Patients with biopsy-proven rejection were treated according to the histological phenotype and severity. Briefly, TCMR episodes were treated with steroids and severe clinical TCMR patients received thymoglobulin infusions. ABMR was mostly treated with plasmapheresis and intravenous immunoglobulins±rituximab. The study complies with all regulations, and informed consent was obtained from the participants. The experiments were conducted according to established ethics guidelines and the Declaration of Helsinki. This study was approved by the Bioethics Committee of the Vilnius Region (approval No. 158200-17-901-409).

CHEMOKINE DETECTION:

Urinary CXCL9 and CXCL10 measurements were performed retrospectively on midstream urine samples (collected before kidney biopsy and stored at −20°C without any additives) with “Human MIG (CXCL9) Mini ABTS ELISA Development Kit” (Peprotech, Catalog #900-M87) and “Human IP-10 (CXCL10) Mini ABTS ELISA Development Kit” (Peprotech, Catalog #900-M39), respectively. All procedures were carried out as recommended by the manufacturer using ELISA reagents provided in the “ABTS ELISA Buffer Kit” (Peprotech, Catalog #900-K00). Briefly, for CXCL9 measurement, ELISA plate wells were coated overnight at room temperature with 1 μg/mL Rabbit Anti-Human MIG (CXCL9) antibody, and for the CXCL10 measurement, wells were coated overnight at room temperature with 0.5 μg/mL Rabbit Anti-Human IP-10 (CXCL10) antibody, washed, and then blocked. Each urine sample (100 μL per well) and ELISA kit standards were tested in triplicate by incubating for 2 h at room temperature. After washing, biotinylated Rabbit Anti-Human MIG (CXCL9) or IP-10 (CXCL10) secondary polyclonal antibody was added at 1 μg/mL or 0.25 μg/mL, respectively, and incubated for 2 h at room temperature. Plates were then washed, and incubated with avidin-horseradish peroxidase conjugate for 30 min at room temperature. After washing, the signal was developed with ABTS substrate by incubating for 25 min for CXCL9 detection and for 20 min for CXCL10 detection. Optical density (OD) was read at 405 nm with wavelength correction set at 650 nm using a “Multiskan GO” spectrophotometer (Thermo Scientific). CXCL9 and CXCL10 concentrations were calculated from standard curves using the 4-parameter logistic model curve fit in “OriginPro 8” (OriginLab) software. Detection ranges were 16–1000 pg/mL for both CXCL9 and CXCL10. Urine samples with measured ODs exceeding the OD of the 1000 pg/mL standards were diluted and retested. To correct for different urine dilutions, the excretion of urine proteins was normalized to urine creatinine (ie, ng protein/mmol creatinine).

STATISTICAL ANALYSIS:

Continuous variables were presented as mean±standard deviation, or median (interquartile range) according to the type of data. The normality of quantitative data was tested by the Kolmogorov-Smirnov test. We used the t test and Mann-Whitney U test to compare continuous variables with normal and skewed distributions, respectively. The Spearman’s rank correlation coefficient and unsupervised hierarchical clustering analysis with logarithmic values of CXCL9 concentration normalized to creatinine concentrations (CXCL9/cre) and CXCL10/cre were used to explore the relationship between urinary CXCL9/cre, CXCL10/cre and Banff scores.

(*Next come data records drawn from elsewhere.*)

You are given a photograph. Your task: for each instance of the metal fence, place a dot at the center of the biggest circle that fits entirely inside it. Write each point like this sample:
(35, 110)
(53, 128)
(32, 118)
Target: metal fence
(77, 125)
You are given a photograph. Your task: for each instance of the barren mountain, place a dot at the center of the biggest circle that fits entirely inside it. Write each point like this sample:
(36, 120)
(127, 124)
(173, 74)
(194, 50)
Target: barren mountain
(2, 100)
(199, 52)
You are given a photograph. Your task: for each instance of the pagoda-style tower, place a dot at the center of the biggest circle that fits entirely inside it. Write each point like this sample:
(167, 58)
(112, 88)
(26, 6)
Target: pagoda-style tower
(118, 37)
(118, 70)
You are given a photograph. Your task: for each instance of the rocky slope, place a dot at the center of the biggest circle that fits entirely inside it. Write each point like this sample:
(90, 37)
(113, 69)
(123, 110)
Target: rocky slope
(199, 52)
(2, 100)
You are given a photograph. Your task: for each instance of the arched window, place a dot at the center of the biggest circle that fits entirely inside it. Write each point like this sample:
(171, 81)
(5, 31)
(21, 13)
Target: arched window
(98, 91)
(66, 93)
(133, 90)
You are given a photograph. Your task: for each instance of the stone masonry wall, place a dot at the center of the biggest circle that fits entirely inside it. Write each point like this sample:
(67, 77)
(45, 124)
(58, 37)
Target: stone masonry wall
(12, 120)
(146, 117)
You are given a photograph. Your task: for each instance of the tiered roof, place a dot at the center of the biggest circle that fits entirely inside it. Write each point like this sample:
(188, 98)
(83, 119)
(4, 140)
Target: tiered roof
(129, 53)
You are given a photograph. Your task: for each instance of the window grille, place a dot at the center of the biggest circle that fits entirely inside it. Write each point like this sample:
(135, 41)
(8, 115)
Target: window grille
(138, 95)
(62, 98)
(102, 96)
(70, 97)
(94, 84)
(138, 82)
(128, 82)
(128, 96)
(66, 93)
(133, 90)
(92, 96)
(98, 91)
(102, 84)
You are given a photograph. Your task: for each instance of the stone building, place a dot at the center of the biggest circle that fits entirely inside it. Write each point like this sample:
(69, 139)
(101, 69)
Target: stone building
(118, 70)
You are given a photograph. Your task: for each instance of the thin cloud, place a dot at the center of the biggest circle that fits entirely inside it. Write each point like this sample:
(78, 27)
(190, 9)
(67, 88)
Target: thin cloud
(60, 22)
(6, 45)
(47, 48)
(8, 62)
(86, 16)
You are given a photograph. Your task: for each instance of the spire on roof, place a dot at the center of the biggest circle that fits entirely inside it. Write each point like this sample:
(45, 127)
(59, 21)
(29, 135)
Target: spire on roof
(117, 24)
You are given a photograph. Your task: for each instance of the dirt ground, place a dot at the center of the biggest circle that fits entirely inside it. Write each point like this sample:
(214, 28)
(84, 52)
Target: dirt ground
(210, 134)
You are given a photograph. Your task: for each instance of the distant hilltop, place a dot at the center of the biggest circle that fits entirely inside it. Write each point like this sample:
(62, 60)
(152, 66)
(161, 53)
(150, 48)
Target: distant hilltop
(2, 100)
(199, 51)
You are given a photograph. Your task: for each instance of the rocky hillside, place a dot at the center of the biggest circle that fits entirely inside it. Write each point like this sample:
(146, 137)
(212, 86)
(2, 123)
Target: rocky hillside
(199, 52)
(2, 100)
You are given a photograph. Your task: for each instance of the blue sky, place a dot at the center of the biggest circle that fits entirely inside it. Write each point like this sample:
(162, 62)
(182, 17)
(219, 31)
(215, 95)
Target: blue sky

The ability of urinary CXCL10/cre and CXCL9/cre to detect transplant rejection was analyzed by constructing receiver operating characteristic (ROC) curves. The Youden index was estimated from the ROC curve to calculate the optimal threshold value. These cut-off values were used to calculate the sensitivity and specificity of urinary CXCL10/cre for diagnosis of the rejection. A multivariate Cox proportional regression analysis was performed to analyze the association of CXCL/cre levels with graft survival. A P value less than 0.05 was considered statistically significant. Statistical analyses were performed with SPSS 29.0 (SPSS, Inc, Chicago, IL, USA).

Results

CXCL9/CRE AND CXCL10/CRE LEVELS ARE INCREASED IN PATIENTS WITH REJECTION:

The median of CXCL9/cre levels in the rejection group (5.55 [IQR 1.04–15.88] ng/mmol) was significantly higher than in the normal histology group (0.00 [IQR 0.00–0.89] ng/mmol) and the other histology group (1.83 [IQR 0.00–9.54] ng/mmol), P<0.05 (Figure 1).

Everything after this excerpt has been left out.